Hi, Marilyn. She smiles, shaking my hand after I struggle trying get up from the table. Then, what does she do? She immediately washes her hands. Okay, I’m all for cleanliness, especially if you’re venturing into my nether regions, but let’s both wash our hands. I don’t know where you’ve been either! (I’m toying with the idea of having a bottle of hand sanitizer to use after the obligatory hand shake just to see how she feels when I start disinfecting myself.) She dons size medium gloves, tells me to put my feet into the stirrups, and beckons me to scoot down. Some more. Keep coming. A little more. Come on just a little more. That’s it! Now, with your behind hanging half off of the table, torture instruments are greased up and…(well, you know). It’s over quickly, but you feel a little violated anyway. You can sit up now.
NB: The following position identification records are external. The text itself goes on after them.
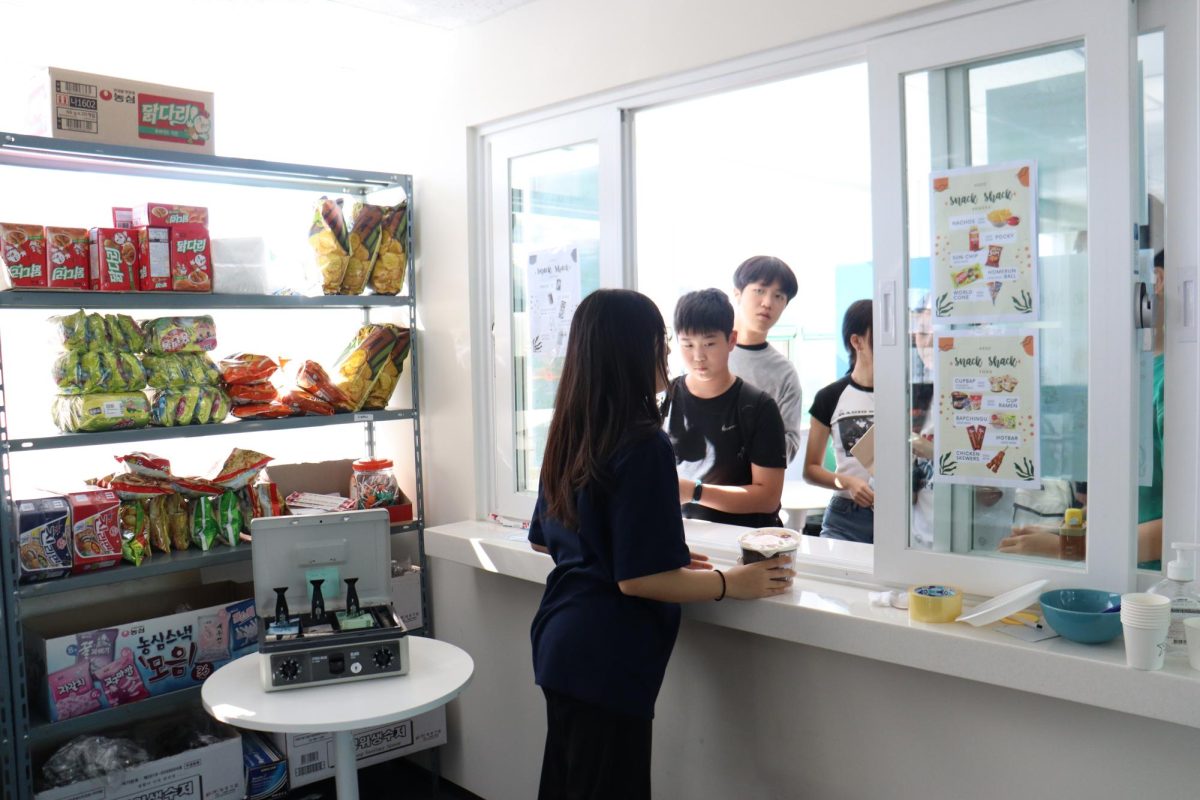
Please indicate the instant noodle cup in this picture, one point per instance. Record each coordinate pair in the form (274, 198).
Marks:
(23, 252)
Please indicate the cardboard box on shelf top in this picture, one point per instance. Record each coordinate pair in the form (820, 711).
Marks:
(101, 109)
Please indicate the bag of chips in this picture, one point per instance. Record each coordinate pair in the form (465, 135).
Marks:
(388, 275)
(246, 368)
(228, 518)
(105, 411)
(331, 242)
(363, 361)
(204, 524)
(364, 247)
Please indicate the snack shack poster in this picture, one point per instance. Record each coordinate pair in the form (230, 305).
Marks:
(988, 398)
(985, 244)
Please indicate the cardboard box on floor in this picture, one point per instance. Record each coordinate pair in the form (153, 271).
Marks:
(328, 477)
(311, 755)
(209, 773)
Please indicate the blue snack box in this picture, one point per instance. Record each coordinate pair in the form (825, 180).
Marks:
(43, 537)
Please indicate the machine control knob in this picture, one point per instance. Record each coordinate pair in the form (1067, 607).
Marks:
(289, 668)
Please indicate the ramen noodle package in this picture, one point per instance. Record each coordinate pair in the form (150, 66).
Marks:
(23, 251)
(331, 242)
(121, 681)
(90, 372)
(96, 530)
(388, 275)
(106, 411)
(364, 247)
(247, 368)
(113, 256)
(43, 537)
(391, 371)
(72, 693)
(191, 258)
(66, 259)
(180, 335)
(363, 361)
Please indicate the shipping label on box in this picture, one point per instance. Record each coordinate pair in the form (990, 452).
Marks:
(113, 253)
(311, 755)
(66, 259)
(23, 252)
(154, 259)
(191, 258)
(85, 107)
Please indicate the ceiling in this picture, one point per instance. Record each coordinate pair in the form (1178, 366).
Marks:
(439, 13)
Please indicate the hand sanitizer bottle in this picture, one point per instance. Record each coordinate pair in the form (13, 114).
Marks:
(1180, 587)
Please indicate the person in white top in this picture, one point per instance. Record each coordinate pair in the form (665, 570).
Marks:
(762, 288)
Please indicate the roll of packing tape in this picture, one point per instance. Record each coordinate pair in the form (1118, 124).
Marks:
(934, 603)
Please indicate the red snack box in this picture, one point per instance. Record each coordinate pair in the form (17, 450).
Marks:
(23, 251)
(95, 530)
(191, 259)
(114, 259)
(154, 259)
(66, 258)
(167, 214)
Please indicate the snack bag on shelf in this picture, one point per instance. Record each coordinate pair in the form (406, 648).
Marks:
(305, 403)
(240, 468)
(91, 372)
(180, 335)
(313, 379)
(23, 252)
(135, 533)
(249, 394)
(364, 247)
(228, 518)
(388, 275)
(360, 364)
(66, 259)
(388, 379)
(203, 524)
(246, 368)
(159, 523)
(331, 242)
(113, 256)
(105, 411)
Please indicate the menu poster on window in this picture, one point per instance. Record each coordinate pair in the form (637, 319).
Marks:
(553, 292)
(985, 244)
(988, 398)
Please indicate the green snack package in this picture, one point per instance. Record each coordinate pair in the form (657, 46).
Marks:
(228, 518)
(204, 524)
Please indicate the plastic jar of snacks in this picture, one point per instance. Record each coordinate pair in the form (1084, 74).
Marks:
(375, 483)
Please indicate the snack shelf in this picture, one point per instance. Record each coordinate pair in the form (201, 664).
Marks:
(17, 444)
(157, 564)
(42, 731)
(42, 152)
(190, 301)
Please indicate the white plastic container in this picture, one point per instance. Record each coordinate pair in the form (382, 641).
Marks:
(1180, 588)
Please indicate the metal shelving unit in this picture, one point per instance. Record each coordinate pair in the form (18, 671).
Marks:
(21, 729)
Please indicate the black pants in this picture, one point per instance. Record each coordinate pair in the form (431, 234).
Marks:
(593, 753)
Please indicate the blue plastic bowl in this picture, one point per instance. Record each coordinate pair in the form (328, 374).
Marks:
(1078, 614)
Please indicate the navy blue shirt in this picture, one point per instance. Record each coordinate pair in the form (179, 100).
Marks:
(589, 641)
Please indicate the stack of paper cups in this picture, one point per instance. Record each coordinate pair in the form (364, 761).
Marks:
(1146, 619)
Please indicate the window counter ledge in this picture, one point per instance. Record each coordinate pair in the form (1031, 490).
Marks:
(837, 615)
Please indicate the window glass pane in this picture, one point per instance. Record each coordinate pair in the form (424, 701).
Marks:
(555, 205)
(761, 172)
(1030, 107)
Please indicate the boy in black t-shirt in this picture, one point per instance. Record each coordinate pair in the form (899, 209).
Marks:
(729, 437)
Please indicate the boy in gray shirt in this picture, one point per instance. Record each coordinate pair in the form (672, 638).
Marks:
(763, 286)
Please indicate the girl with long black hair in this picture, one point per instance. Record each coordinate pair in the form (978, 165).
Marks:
(609, 515)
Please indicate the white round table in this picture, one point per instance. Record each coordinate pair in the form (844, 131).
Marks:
(438, 672)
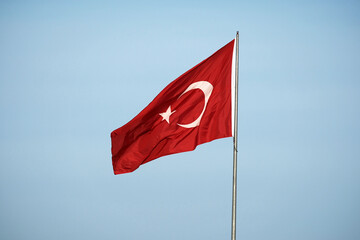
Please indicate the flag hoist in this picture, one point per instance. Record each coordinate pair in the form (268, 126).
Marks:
(199, 106)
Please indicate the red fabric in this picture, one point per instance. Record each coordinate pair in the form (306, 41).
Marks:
(149, 136)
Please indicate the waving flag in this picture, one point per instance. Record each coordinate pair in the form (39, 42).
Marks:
(193, 109)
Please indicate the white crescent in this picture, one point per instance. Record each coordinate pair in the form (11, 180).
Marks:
(206, 88)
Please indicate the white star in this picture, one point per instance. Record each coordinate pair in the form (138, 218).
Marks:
(166, 115)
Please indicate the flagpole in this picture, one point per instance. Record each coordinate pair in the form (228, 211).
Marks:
(233, 224)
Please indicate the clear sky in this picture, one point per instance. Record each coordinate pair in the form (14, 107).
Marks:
(70, 73)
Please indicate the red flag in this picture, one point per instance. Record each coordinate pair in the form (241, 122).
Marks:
(193, 109)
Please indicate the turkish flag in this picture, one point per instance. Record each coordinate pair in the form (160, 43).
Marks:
(193, 109)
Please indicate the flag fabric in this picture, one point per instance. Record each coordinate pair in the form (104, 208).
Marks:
(193, 109)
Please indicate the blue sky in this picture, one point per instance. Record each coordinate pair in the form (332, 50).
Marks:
(70, 73)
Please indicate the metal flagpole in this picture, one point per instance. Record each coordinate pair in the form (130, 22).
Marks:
(233, 225)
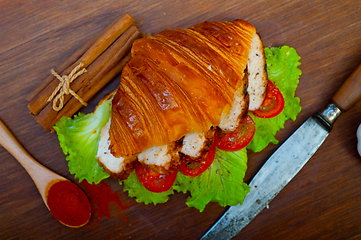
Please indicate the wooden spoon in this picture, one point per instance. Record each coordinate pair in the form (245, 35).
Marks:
(43, 178)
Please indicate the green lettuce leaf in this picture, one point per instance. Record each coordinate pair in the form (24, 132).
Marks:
(282, 69)
(222, 182)
(79, 139)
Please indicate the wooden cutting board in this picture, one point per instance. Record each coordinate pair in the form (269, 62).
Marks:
(322, 202)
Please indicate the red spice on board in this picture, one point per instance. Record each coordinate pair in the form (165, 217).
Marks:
(69, 204)
(101, 195)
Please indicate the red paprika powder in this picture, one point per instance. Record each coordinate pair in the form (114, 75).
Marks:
(101, 195)
(69, 204)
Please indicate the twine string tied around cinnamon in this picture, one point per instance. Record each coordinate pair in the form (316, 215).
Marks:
(64, 87)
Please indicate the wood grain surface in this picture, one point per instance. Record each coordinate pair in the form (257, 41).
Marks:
(322, 202)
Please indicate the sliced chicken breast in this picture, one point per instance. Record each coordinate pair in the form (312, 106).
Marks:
(257, 79)
(162, 159)
(117, 167)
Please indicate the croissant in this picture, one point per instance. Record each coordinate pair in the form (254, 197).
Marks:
(178, 86)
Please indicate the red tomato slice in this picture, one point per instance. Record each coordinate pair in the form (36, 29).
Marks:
(193, 169)
(153, 181)
(273, 103)
(236, 140)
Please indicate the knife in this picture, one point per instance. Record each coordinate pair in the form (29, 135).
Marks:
(287, 161)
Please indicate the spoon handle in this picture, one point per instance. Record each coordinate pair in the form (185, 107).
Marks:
(40, 174)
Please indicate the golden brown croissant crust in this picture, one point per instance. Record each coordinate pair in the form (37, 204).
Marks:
(178, 81)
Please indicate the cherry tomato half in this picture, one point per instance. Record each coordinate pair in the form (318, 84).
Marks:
(193, 169)
(153, 181)
(236, 140)
(273, 103)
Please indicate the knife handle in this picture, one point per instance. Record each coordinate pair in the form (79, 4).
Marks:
(350, 91)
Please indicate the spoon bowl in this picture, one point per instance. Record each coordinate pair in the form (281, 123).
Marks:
(43, 178)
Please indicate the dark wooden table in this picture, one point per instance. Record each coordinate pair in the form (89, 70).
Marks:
(322, 202)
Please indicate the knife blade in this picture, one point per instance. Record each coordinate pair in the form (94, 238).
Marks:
(287, 161)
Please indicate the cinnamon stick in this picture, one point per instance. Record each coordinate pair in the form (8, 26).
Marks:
(38, 102)
(70, 61)
(89, 91)
(48, 117)
(120, 45)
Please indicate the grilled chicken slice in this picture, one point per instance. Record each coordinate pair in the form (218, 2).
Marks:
(161, 159)
(257, 75)
(117, 167)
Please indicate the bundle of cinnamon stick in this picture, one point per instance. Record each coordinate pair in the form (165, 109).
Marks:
(81, 76)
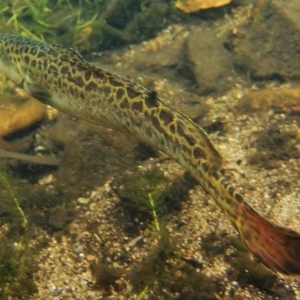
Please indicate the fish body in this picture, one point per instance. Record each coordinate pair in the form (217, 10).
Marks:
(61, 78)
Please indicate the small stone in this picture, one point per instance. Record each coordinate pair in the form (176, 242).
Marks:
(79, 249)
(82, 200)
(90, 257)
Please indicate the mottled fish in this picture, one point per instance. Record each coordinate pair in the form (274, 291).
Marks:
(61, 78)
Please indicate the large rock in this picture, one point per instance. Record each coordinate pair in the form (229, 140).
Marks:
(210, 63)
(269, 46)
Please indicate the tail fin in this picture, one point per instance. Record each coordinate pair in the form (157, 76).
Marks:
(276, 247)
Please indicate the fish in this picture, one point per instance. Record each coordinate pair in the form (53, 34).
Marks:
(62, 78)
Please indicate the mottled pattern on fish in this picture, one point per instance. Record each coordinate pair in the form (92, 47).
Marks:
(61, 78)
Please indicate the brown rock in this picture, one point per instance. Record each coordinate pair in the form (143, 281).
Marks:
(267, 99)
(209, 61)
(189, 6)
(15, 116)
(268, 46)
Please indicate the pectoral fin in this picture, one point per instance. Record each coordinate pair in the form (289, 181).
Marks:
(38, 92)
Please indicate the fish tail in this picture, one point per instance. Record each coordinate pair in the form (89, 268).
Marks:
(276, 247)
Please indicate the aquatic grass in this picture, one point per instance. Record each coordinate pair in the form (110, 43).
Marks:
(10, 200)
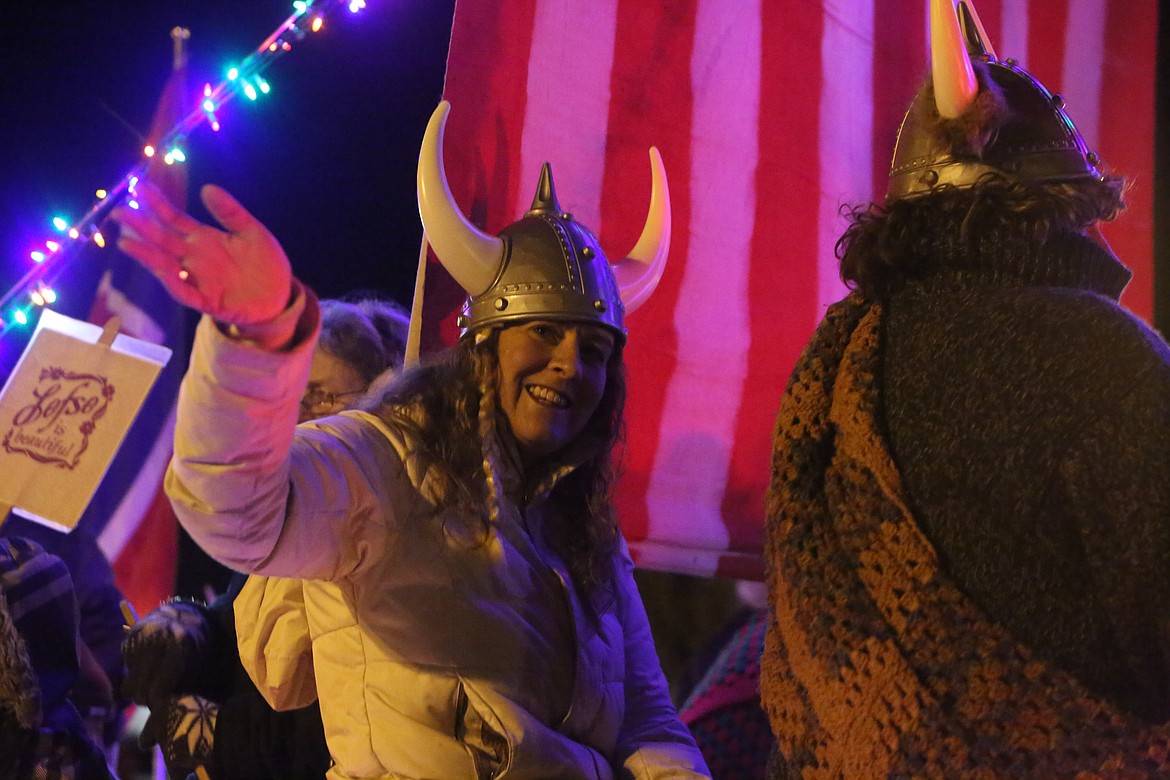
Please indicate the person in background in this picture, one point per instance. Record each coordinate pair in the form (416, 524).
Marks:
(472, 600)
(42, 736)
(968, 527)
(184, 658)
(101, 623)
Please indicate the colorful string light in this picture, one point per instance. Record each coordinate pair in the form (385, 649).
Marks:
(245, 78)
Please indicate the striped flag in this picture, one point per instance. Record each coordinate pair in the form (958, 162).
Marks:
(130, 515)
(770, 116)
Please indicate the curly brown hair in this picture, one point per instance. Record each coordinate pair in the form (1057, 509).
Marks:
(889, 243)
(448, 408)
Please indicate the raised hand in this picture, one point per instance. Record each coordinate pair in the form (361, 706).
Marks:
(239, 274)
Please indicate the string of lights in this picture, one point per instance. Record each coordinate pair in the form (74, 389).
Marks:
(35, 289)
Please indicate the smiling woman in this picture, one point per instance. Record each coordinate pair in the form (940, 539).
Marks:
(551, 379)
(472, 600)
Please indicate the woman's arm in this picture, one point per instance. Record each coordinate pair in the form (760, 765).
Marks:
(653, 741)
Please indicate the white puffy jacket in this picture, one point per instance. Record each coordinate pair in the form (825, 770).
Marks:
(433, 657)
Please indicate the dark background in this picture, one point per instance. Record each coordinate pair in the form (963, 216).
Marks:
(327, 160)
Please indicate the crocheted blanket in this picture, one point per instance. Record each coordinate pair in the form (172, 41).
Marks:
(875, 664)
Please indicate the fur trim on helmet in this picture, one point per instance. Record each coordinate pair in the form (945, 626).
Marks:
(970, 133)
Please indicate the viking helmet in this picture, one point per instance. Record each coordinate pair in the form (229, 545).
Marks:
(970, 124)
(544, 267)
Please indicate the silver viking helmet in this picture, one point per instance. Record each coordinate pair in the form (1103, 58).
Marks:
(546, 266)
(965, 126)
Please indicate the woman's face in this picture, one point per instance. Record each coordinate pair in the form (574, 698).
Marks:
(551, 378)
(332, 385)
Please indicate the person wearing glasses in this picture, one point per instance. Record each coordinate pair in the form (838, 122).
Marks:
(183, 660)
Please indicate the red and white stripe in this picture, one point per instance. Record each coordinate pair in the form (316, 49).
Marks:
(770, 116)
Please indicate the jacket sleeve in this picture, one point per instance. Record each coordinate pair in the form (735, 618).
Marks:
(256, 491)
(653, 743)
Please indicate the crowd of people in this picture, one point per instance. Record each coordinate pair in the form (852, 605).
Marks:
(967, 531)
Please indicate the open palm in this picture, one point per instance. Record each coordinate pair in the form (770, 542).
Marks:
(238, 275)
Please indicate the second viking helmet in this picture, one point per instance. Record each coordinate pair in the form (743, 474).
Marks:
(967, 124)
(546, 266)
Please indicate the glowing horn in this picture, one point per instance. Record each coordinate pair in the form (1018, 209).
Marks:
(469, 255)
(955, 84)
(640, 271)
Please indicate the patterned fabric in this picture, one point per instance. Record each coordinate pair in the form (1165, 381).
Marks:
(41, 734)
(184, 727)
(723, 711)
(876, 664)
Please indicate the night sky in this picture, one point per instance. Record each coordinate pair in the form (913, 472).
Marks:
(327, 160)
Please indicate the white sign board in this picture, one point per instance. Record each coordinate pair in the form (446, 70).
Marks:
(63, 413)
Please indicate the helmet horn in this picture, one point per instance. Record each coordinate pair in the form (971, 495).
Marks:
(955, 83)
(640, 271)
(977, 41)
(469, 255)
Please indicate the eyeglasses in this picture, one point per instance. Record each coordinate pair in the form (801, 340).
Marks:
(318, 401)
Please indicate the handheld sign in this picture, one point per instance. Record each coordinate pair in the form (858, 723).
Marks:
(63, 413)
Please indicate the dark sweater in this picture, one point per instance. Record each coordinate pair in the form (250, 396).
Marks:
(1030, 418)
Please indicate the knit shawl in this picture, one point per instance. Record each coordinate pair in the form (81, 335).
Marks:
(875, 664)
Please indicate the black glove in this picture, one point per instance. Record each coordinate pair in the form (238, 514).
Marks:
(184, 729)
(164, 651)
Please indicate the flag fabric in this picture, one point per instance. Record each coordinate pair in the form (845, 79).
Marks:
(130, 515)
(770, 115)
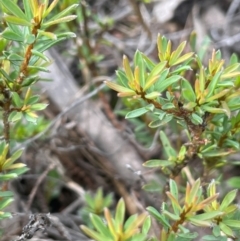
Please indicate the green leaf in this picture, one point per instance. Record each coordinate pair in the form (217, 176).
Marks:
(6, 194)
(232, 223)
(5, 203)
(158, 163)
(65, 35)
(49, 35)
(159, 217)
(50, 8)
(30, 118)
(201, 223)
(146, 225)
(202, 80)
(60, 20)
(95, 235)
(136, 113)
(40, 55)
(37, 68)
(27, 10)
(228, 231)
(152, 187)
(187, 91)
(16, 155)
(228, 199)
(14, 166)
(138, 60)
(64, 12)
(157, 123)
(187, 236)
(153, 95)
(181, 69)
(170, 151)
(183, 58)
(208, 215)
(129, 222)
(173, 188)
(213, 84)
(17, 20)
(99, 225)
(122, 78)
(234, 182)
(164, 84)
(15, 116)
(10, 35)
(13, 8)
(39, 106)
(172, 216)
(5, 75)
(154, 75)
(194, 191)
(193, 40)
(16, 99)
(233, 59)
(150, 64)
(32, 100)
(15, 57)
(197, 119)
(19, 171)
(175, 204)
(119, 88)
(168, 106)
(218, 95)
(213, 109)
(175, 54)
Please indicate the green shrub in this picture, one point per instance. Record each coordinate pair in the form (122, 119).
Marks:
(206, 107)
(24, 39)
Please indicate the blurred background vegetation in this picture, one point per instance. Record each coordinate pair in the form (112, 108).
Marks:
(82, 141)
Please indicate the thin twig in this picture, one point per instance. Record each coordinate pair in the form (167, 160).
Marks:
(60, 115)
(39, 181)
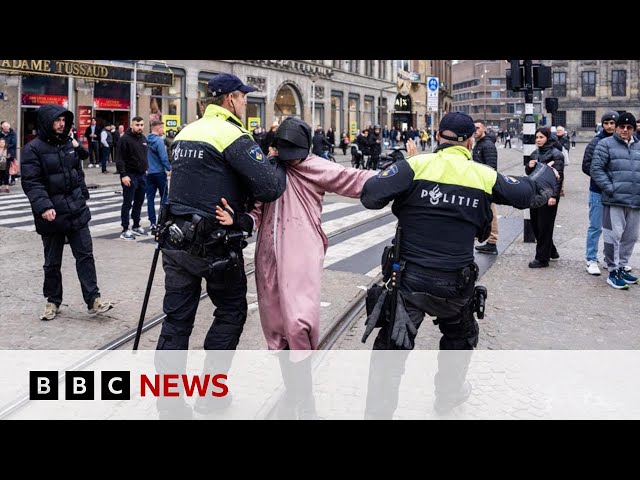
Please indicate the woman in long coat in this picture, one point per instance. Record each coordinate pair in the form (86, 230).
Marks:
(291, 244)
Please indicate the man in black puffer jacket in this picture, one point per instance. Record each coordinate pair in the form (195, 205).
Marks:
(484, 151)
(53, 180)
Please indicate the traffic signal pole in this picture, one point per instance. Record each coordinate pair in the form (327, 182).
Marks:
(528, 139)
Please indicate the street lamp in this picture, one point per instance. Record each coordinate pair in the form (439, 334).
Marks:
(134, 90)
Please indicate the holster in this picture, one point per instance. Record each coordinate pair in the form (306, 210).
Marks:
(386, 262)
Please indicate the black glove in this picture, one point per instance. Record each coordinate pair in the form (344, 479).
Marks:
(244, 222)
(375, 317)
(404, 331)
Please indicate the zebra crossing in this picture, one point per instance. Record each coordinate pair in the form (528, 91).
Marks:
(354, 250)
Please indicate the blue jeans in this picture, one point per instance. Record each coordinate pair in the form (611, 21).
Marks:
(133, 195)
(155, 182)
(595, 226)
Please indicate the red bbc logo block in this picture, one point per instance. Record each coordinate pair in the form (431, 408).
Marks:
(114, 385)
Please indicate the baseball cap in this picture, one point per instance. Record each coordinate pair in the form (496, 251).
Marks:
(226, 83)
(626, 119)
(293, 139)
(610, 115)
(460, 124)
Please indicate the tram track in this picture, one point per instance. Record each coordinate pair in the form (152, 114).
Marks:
(339, 326)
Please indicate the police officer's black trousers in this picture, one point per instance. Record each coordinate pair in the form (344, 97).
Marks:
(227, 290)
(459, 330)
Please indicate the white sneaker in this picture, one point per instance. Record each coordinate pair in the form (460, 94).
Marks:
(592, 268)
(50, 311)
(127, 235)
(100, 306)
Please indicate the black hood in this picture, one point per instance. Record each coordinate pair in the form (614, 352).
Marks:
(46, 115)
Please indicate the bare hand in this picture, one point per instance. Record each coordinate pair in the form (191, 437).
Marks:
(222, 215)
(49, 215)
(412, 148)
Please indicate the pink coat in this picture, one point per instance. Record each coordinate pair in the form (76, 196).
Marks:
(290, 251)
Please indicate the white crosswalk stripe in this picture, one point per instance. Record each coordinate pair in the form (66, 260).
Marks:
(105, 204)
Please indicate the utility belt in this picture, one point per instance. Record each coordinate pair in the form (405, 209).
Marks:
(464, 275)
(200, 237)
(437, 306)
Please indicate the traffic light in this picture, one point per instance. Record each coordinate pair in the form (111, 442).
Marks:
(541, 76)
(551, 105)
(515, 75)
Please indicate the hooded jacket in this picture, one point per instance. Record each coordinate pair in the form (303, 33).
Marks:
(52, 175)
(616, 170)
(588, 157)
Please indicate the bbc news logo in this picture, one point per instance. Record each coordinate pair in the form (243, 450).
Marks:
(43, 385)
(116, 385)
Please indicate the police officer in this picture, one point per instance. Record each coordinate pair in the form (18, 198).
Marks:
(213, 157)
(443, 202)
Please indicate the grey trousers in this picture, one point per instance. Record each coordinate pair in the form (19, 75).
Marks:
(621, 228)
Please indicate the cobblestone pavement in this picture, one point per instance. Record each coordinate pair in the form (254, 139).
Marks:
(560, 307)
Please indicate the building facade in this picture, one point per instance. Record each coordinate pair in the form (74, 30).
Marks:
(347, 95)
(586, 89)
(480, 90)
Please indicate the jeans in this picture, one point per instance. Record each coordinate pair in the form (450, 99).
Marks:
(595, 226)
(133, 195)
(155, 182)
(82, 249)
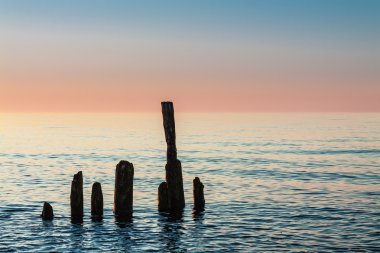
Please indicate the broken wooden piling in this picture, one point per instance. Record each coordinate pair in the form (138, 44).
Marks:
(97, 202)
(123, 198)
(47, 212)
(163, 200)
(76, 198)
(176, 197)
(199, 199)
(169, 127)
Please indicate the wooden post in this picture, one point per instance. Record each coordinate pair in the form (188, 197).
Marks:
(199, 199)
(176, 197)
(47, 212)
(163, 200)
(76, 198)
(123, 198)
(97, 202)
(169, 126)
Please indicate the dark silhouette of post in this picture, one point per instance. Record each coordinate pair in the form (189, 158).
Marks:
(176, 197)
(169, 127)
(97, 202)
(47, 212)
(199, 199)
(76, 198)
(123, 199)
(163, 200)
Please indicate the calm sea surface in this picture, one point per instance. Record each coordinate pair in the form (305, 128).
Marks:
(273, 182)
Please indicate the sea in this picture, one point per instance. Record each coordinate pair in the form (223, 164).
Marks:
(273, 182)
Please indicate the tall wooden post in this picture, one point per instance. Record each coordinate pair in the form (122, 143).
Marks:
(176, 197)
(169, 127)
(199, 199)
(97, 202)
(163, 199)
(47, 212)
(123, 199)
(76, 198)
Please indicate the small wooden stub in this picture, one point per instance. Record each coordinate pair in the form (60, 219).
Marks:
(199, 199)
(163, 198)
(47, 212)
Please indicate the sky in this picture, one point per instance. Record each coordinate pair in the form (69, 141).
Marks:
(204, 55)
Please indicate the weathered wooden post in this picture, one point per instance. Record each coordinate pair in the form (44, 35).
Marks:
(123, 198)
(76, 198)
(199, 199)
(47, 212)
(169, 127)
(176, 197)
(97, 202)
(163, 200)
After all of the gynie visits you’ve had over the years, you still haven’t mastered sitting up when your feet are in stirrups and you’re dangling gracelessly off the edge of an exam table. (Here’s a tip: take one leg down, raise your torso as you use the elbow of one arm and the hand of the other as support, and scoot back before taking the other leg down. You should practice ahead of time so that you don’t look too ridiculous when the doctor comes in. You do have about 20 minutes between the nurse leaving and the doctor entering.)
In a few days, you’ll get the phone call letting you know the results of your exam, and you’ll forget all of this until the reminder call for your visit next year.